In Shithouse, Cooper Raiff stars as Alex, a freshman who struggles not only with the aforementioned tropes at a Los Angeles college, but also with his classes and the separation from his mother and sister. Raiff, who also directed, wrote the script and produced the movie, plays Alex with a level of naiveté that is both cloying and endearing. He feels out of sorts at parties, struggles with his crass, stoner roommate and takes most of his meals alone. Alex calls his mom quite often for advice and spends lonely evenings cuddling with a stuffed toy. A far cry from Animal House this is.
Then Alex meets Maggie (Dylan Gelula), the resident assistant from his dorm, at a party at the place his classmates call the shithouse. Here the movie pushes away from fish-out-of-water comedy into a more serious Linklaterian conversation as Alex and Maggie connect and appear to take a shine to one another. This shift, from vomit jokes to a fairly lengthy D+M conversation feels jarring, but there is an earnest energy here that makes it hard to write off completely.
For all of Alex’s puppy-dog tendencies, Maggie is a perfect foil, coming off cool and distant. After a failed sexual encounter at the party with another boy, Maggie invites Alex back to her room. There, they share feelings about their families and mortality, as Maggie’s pet turtle has just died. This sends the pair out into the night where they meander and talk. And while they do mine towards some interesting revelations, Raiff’s dialogue sometimes gets in the way of a good movie. Exhibit A: “death is ass.” Both actors are likable, especially Gelula who adroitly switches from Maggie’s tender interior to prickly exterior.

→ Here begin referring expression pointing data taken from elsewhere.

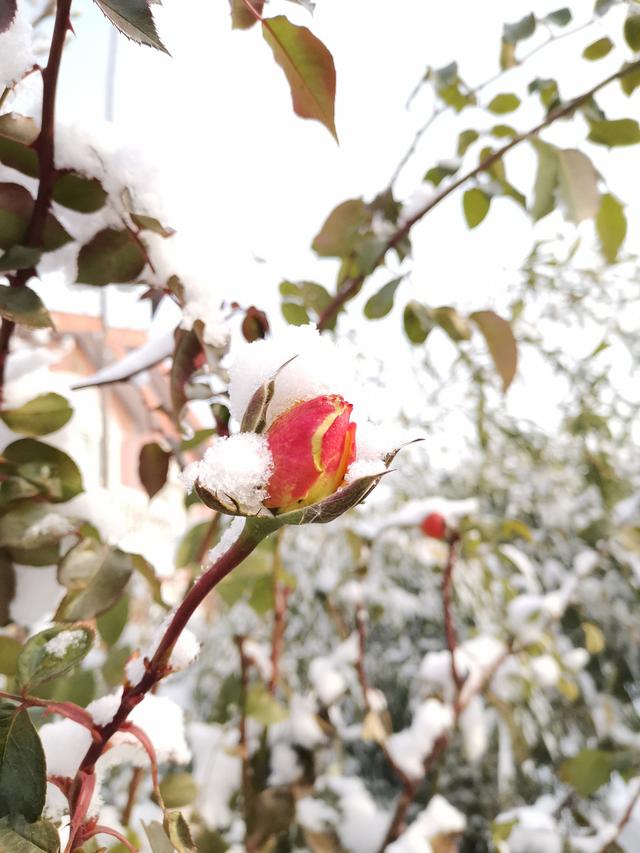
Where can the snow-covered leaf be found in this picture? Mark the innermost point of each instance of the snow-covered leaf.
(134, 19)
(112, 256)
(51, 653)
(308, 66)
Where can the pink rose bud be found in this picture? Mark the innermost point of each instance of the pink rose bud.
(434, 525)
(312, 445)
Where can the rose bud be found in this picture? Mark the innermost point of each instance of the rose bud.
(434, 525)
(312, 444)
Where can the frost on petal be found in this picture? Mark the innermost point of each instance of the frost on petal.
(16, 50)
(318, 367)
(236, 469)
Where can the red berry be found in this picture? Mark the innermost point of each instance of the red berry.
(434, 525)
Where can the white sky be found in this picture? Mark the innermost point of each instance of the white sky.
(242, 177)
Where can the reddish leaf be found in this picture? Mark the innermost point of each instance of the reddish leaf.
(153, 468)
(308, 67)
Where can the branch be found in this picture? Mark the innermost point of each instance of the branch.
(437, 112)
(158, 667)
(44, 146)
(352, 285)
(449, 627)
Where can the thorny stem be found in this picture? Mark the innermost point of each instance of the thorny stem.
(352, 285)
(44, 146)
(361, 628)
(438, 111)
(158, 667)
(449, 627)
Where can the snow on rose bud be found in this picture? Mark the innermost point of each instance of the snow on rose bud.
(298, 457)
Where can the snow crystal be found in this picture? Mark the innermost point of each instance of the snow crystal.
(410, 747)
(319, 366)
(59, 645)
(236, 468)
(16, 50)
(185, 651)
(226, 540)
(439, 818)
(135, 669)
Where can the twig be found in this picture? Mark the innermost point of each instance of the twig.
(438, 111)
(247, 784)
(158, 667)
(44, 146)
(352, 285)
(449, 627)
(134, 784)
(281, 593)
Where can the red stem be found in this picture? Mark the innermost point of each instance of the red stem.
(158, 666)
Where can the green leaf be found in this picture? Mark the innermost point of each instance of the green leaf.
(577, 184)
(23, 305)
(95, 576)
(241, 17)
(561, 17)
(417, 322)
(16, 209)
(178, 790)
(153, 467)
(148, 223)
(308, 67)
(85, 195)
(475, 203)
(7, 588)
(263, 707)
(632, 31)
(598, 49)
(54, 473)
(17, 133)
(546, 180)
(611, 225)
(18, 836)
(342, 229)
(519, 31)
(19, 258)
(453, 323)
(111, 624)
(501, 343)
(622, 131)
(111, 257)
(589, 770)
(294, 314)
(23, 775)
(157, 837)
(381, 303)
(51, 653)
(504, 103)
(40, 416)
(10, 649)
(134, 19)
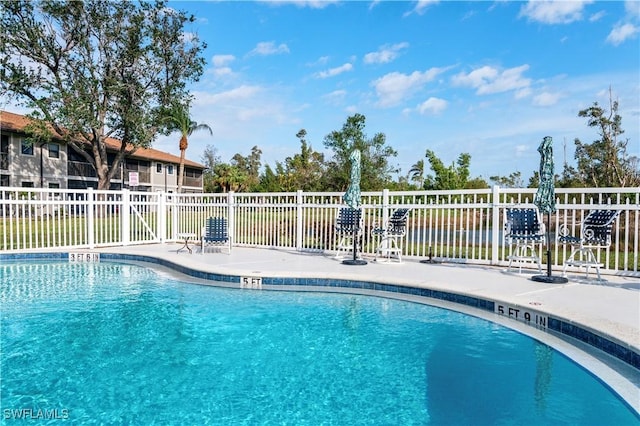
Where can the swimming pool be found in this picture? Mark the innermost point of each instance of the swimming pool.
(120, 343)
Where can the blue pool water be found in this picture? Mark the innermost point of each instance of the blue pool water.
(121, 344)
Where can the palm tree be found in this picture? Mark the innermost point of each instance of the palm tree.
(417, 173)
(181, 121)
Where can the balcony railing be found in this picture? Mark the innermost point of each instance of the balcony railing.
(464, 226)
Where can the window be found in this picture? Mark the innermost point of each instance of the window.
(4, 153)
(54, 150)
(26, 148)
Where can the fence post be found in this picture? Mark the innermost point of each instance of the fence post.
(125, 217)
(299, 219)
(495, 223)
(91, 205)
(232, 221)
(385, 205)
(162, 217)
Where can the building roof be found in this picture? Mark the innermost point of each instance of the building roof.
(16, 123)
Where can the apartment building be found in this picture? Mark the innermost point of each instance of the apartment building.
(55, 165)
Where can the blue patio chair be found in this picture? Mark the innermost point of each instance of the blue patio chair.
(216, 233)
(524, 234)
(348, 224)
(595, 234)
(391, 234)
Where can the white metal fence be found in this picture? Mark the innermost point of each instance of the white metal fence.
(457, 226)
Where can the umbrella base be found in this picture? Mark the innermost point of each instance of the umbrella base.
(354, 262)
(549, 279)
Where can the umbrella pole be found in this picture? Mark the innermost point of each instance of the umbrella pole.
(355, 260)
(548, 247)
(549, 279)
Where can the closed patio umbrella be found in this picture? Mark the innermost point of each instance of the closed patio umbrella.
(545, 199)
(353, 199)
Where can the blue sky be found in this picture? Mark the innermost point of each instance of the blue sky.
(487, 78)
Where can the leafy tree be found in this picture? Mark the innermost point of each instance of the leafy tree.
(305, 169)
(247, 173)
(97, 69)
(210, 159)
(181, 121)
(375, 154)
(452, 177)
(514, 180)
(605, 162)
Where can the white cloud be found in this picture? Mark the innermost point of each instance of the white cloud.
(385, 54)
(265, 48)
(488, 80)
(334, 71)
(553, 11)
(392, 88)
(546, 99)
(597, 16)
(632, 7)
(432, 106)
(312, 4)
(222, 60)
(335, 97)
(621, 33)
(239, 93)
(421, 6)
(522, 149)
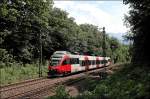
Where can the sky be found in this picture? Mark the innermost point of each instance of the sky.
(108, 14)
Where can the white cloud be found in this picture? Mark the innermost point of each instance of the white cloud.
(92, 13)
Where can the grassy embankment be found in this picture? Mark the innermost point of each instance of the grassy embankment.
(18, 73)
(128, 82)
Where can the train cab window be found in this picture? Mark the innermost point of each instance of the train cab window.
(64, 62)
(83, 63)
(104, 61)
(97, 62)
(74, 61)
(93, 62)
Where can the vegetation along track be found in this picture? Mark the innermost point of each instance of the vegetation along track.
(38, 87)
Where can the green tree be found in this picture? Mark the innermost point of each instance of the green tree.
(139, 22)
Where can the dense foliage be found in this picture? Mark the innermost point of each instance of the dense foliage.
(139, 22)
(26, 26)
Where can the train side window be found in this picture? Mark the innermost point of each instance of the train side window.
(93, 62)
(83, 63)
(64, 62)
(97, 62)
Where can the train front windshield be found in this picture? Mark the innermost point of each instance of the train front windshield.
(54, 62)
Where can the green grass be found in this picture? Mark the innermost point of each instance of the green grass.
(18, 73)
(130, 82)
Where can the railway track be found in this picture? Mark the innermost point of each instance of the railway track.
(38, 88)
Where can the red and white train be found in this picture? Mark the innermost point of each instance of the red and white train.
(63, 62)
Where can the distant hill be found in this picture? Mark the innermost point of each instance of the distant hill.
(119, 37)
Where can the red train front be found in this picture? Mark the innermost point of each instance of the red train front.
(58, 64)
(63, 62)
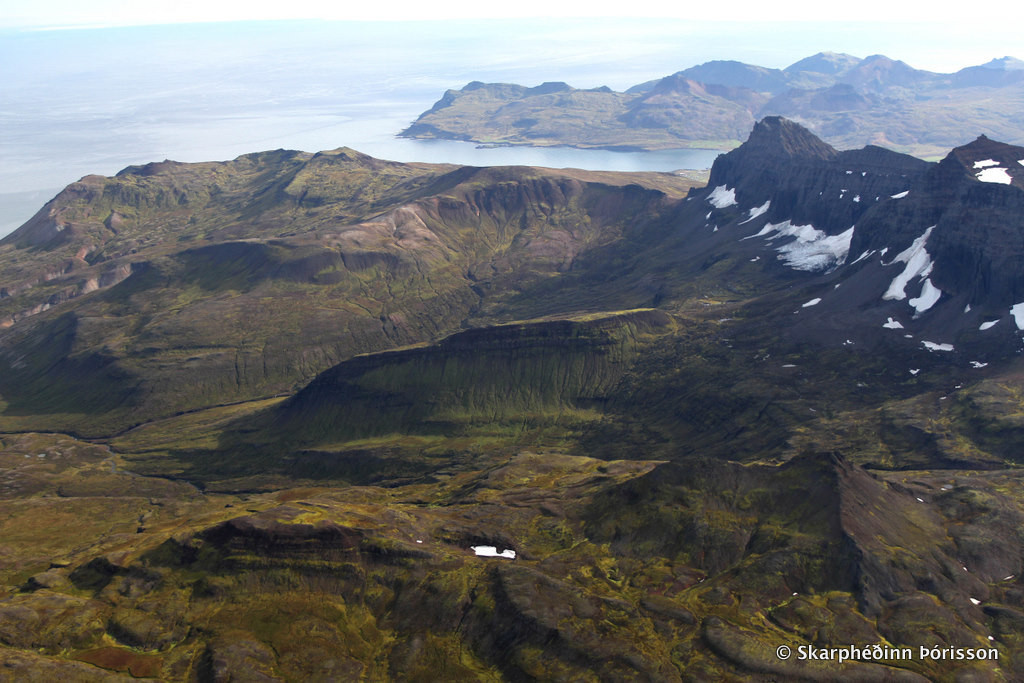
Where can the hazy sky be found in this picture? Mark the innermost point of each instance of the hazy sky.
(121, 12)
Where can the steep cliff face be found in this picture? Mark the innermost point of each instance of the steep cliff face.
(201, 284)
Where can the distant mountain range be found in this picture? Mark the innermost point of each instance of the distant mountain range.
(326, 417)
(846, 100)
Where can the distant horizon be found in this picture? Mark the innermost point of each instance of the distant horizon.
(91, 100)
(919, 53)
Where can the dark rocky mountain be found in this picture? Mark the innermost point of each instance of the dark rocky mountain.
(339, 418)
(846, 100)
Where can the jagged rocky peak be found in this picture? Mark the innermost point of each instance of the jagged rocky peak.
(781, 137)
(775, 147)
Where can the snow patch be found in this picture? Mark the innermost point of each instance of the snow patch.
(722, 197)
(919, 264)
(863, 256)
(999, 175)
(813, 250)
(929, 295)
(1017, 310)
(492, 551)
(758, 211)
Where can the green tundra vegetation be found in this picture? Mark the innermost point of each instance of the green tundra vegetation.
(256, 415)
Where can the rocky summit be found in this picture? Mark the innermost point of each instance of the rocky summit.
(325, 417)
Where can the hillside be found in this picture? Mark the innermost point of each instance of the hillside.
(336, 418)
(846, 100)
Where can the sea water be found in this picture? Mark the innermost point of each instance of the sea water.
(94, 100)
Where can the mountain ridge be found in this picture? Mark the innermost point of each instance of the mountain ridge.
(355, 419)
(846, 100)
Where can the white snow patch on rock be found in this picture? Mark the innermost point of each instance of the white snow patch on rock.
(758, 211)
(998, 175)
(929, 295)
(491, 551)
(1017, 310)
(722, 197)
(823, 252)
(919, 264)
(813, 250)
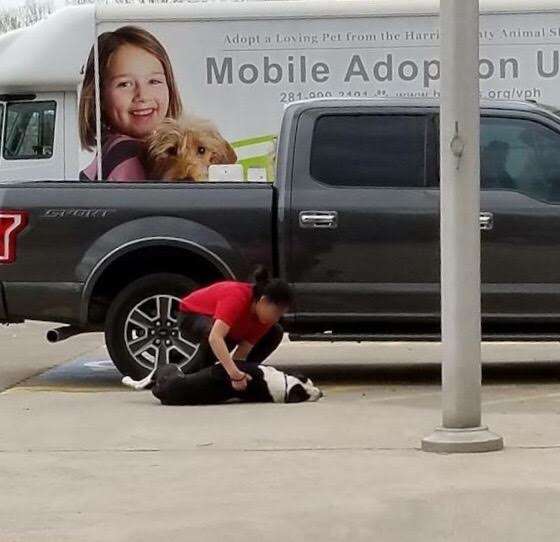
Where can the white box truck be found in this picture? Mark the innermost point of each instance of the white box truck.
(238, 65)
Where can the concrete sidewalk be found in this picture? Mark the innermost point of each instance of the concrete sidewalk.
(84, 459)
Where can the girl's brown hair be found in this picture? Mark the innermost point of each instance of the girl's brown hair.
(108, 43)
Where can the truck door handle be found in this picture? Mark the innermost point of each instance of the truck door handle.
(318, 219)
(486, 221)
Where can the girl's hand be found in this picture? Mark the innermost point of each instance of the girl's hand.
(240, 385)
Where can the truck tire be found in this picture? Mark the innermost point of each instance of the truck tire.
(141, 325)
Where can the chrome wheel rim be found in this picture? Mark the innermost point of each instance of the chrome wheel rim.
(151, 334)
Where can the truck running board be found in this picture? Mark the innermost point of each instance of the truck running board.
(412, 337)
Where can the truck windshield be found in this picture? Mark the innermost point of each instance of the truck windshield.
(1, 124)
(29, 130)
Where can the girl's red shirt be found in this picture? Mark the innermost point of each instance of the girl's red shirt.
(230, 302)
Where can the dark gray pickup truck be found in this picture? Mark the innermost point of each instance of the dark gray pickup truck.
(352, 222)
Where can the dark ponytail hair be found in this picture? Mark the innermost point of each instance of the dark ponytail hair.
(276, 291)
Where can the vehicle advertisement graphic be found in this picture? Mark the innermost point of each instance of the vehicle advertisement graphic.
(177, 97)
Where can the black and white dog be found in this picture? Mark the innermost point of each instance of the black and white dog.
(212, 386)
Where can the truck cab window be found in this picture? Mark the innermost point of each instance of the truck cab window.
(521, 155)
(369, 150)
(29, 130)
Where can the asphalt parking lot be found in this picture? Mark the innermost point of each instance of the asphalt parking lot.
(85, 459)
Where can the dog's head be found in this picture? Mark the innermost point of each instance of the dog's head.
(288, 388)
(301, 389)
(182, 150)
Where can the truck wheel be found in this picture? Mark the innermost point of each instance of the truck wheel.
(141, 326)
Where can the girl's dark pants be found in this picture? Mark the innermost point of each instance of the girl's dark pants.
(196, 328)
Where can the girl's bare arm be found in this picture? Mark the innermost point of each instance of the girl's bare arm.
(217, 342)
(242, 351)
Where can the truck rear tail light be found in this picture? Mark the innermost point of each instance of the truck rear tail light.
(11, 223)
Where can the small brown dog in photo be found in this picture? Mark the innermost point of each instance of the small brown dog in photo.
(182, 150)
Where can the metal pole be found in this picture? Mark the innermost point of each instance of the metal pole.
(460, 235)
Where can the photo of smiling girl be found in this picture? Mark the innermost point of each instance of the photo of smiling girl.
(137, 92)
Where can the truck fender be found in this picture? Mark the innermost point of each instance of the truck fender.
(152, 231)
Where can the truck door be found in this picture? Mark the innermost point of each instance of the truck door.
(364, 223)
(520, 206)
(33, 138)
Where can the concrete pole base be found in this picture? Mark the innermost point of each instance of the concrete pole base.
(457, 441)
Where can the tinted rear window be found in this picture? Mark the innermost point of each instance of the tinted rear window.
(369, 150)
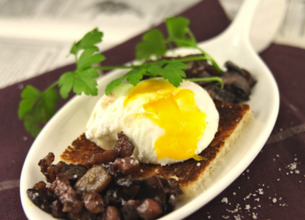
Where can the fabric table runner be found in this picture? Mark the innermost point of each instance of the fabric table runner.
(272, 187)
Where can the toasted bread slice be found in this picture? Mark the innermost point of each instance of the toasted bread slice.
(189, 174)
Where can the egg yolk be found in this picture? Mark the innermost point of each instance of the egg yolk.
(174, 110)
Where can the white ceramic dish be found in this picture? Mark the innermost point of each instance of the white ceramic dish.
(70, 122)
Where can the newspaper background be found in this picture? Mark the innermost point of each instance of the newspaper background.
(36, 35)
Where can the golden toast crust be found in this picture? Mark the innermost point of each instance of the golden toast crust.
(187, 172)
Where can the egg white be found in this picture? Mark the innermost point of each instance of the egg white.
(110, 116)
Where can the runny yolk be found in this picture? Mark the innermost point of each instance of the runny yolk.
(174, 110)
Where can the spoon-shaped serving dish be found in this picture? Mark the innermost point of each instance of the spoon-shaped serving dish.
(233, 44)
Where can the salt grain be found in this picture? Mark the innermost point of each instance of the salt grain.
(224, 200)
(254, 215)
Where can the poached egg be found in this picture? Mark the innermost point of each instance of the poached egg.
(166, 124)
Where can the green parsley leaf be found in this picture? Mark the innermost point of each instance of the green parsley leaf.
(80, 81)
(173, 72)
(88, 41)
(66, 82)
(153, 43)
(113, 84)
(134, 76)
(179, 32)
(87, 59)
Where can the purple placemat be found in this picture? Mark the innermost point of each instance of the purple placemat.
(272, 187)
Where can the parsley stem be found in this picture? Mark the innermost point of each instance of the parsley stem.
(207, 79)
(186, 59)
(52, 86)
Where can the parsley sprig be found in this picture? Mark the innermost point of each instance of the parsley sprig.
(37, 107)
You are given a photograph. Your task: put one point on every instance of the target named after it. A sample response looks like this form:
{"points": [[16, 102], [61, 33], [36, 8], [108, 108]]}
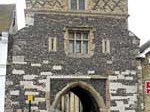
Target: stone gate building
{"points": [[73, 56]]}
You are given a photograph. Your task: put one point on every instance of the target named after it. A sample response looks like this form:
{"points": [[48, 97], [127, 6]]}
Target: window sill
{"points": [[79, 55]]}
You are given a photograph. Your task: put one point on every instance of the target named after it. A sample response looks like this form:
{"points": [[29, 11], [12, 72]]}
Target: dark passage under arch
{"points": [[89, 99]]}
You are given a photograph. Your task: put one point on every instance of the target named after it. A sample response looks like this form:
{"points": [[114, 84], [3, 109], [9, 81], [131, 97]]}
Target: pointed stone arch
{"points": [[84, 86]]}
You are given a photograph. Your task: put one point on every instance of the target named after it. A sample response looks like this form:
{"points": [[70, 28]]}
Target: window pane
{"points": [[73, 4], [78, 36], [85, 35], [85, 47], [71, 46], [78, 46], [71, 35], [81, 4]]}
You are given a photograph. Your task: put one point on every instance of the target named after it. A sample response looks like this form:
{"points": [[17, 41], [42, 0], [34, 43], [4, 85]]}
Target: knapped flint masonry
{"points": [[73, 56]]}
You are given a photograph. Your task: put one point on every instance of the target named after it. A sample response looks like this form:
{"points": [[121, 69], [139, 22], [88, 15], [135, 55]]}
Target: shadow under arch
{"points": [[90, 98]]}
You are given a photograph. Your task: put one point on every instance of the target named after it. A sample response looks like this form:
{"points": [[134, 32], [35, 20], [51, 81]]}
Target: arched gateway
{"points": [[79, 97]]}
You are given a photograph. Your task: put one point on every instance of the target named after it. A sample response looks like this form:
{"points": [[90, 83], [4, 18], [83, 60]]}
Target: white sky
{"points": [[139, 20]]}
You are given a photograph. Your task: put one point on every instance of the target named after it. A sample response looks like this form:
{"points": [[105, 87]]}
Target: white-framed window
{"points": [[77, 4], [106, 46], [78, 42], [52, 44]]}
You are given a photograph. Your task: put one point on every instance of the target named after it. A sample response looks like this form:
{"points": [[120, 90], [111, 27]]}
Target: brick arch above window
{"points": [[78, 42]]}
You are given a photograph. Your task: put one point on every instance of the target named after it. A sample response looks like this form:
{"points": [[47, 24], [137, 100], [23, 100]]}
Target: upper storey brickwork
{"points": [[97, 6]]}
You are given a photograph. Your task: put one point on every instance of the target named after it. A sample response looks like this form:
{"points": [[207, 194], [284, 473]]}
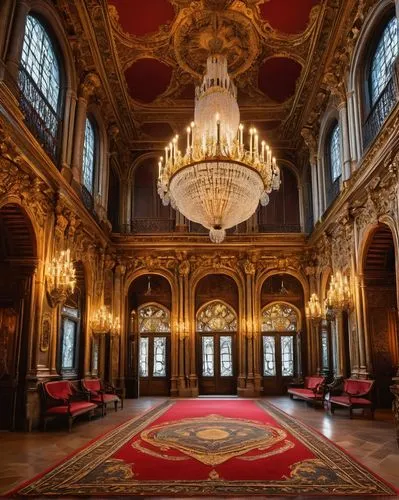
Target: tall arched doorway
{"points": [[149, 339], [216, 335], [17, 264], [382, 310], [282, 345]]}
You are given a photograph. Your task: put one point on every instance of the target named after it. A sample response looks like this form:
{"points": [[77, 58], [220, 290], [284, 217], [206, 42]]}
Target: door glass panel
{"points": [[226, 356], [143, 357], [68, 344], [159, 357], [287, 356], [269, 356], [208, 357]]}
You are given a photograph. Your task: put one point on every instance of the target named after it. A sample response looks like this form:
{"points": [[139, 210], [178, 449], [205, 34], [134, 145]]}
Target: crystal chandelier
{"points": [[339, 294], [61, 278], [217, 182], [313, 308], [103, 322]]}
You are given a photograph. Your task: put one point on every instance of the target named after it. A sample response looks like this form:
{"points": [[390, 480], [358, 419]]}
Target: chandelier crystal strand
{"points": [[217, 182]]}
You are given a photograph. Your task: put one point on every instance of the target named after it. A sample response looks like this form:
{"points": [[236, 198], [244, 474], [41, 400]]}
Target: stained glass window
{"points": [[143, 356], [68, 344], [383, 59], [89, 157], [279, 317], [226, 356], [153, 319], [217, 317], [39, 81], [269, 356], [334, 151], [159, 357], [287, 356], [208, 357]]}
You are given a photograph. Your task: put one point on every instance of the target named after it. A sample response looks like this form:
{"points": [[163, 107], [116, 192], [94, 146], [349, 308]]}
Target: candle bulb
{"points": [[188, 139]]}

At this point, the movie is only halfway finished. The next morning, Maggie is aloof and wants Alex to leave. Smitten and confused, Alex sends her multiple messages on Instagram throughout the day. Raiff loses the thread as Alex tries to discover why Maggie is no longer interested, pushing the second hour towards an ill-advised coda that feels totally tacked on. Shithouse, despite its crappy title, is alternatingly charming and frustrating. Our choices for first-run movies are pretty limited right now and if you’re looking for a wide-eyed tale of first love, you could do much worse. Just don’t expect John Belushi.